If you're facing unemployment, federal student loan unemployment deferment can provide temporary relief. Here's how unemployment deferment works, how to apply, and alternatives to consider if you don't qualify.
What is student loan unemployment deferment?
Unemployment deferment lets you temporarily pause your federal student loan payments for as long as 36 months if you're out of work. This option can help you avoid default while giving you financial breathing room.
Unemployment deferment is different from forbearance, which lets you pause payments under different circumstances. Another key difference is how interest accrues. During deferment, interest doesn't accrue on subsidized federal loans, but it continues to accumulate on unsubsidized loans.
“Common options for deferment include in-school deferment and grace periods but, depending on the lender, could include unemployment, full-time military service, cancer treatment, or volunteering with the Peace Corps,” says Bethany Hubert, a financial aid specialist with Going Merry by Earnest.
Current student loan refinance rates
Who qualifies for unemployment deferment?

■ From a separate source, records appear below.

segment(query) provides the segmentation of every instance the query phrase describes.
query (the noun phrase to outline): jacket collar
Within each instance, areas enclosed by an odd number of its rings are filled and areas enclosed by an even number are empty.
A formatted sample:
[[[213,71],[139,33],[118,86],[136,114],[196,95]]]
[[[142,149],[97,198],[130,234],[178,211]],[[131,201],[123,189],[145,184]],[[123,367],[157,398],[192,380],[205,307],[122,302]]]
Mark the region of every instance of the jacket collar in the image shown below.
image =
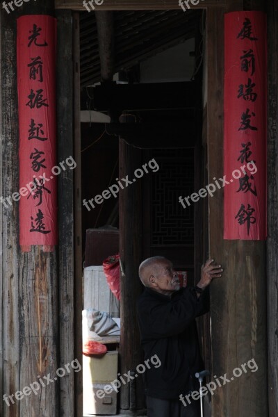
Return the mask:
[[[180,288],[178,291],[174,291],[174,293],[171,294],[171,295],[161,294],[161,293],[158,293],[157,291],[155,291],[154,290],[152,290],[152,288],[149,288],[148,287],[145,287],[145,291],[146,291],[146,293],[147,293],[152,297],[155,297],[156,298],[158,298],[159,300],[169,300],[171,298],[172,298],[172,297],[175,296],[177,294],[179,294],[182,291],[182,288]]]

To qualify for unemployment deferment, you must be a federal loan borrower who is either receiving unemployment benefits or seeking and unable to find full-time employment.
You're not eligible if you've turned down offers for full-time employment, even if you were overqualified for the job, or haven't made at least six diligent attempts to find full-time work within the past six months.
While some private lenders may allow you to defer payments due to unemployment, it depends on the lender's policies. You'll need to check with your lender to see if this option is available. Keep in mind that private lenders typically offer shorter deferment periods than you get for federal loans, and eligibility requirements vary.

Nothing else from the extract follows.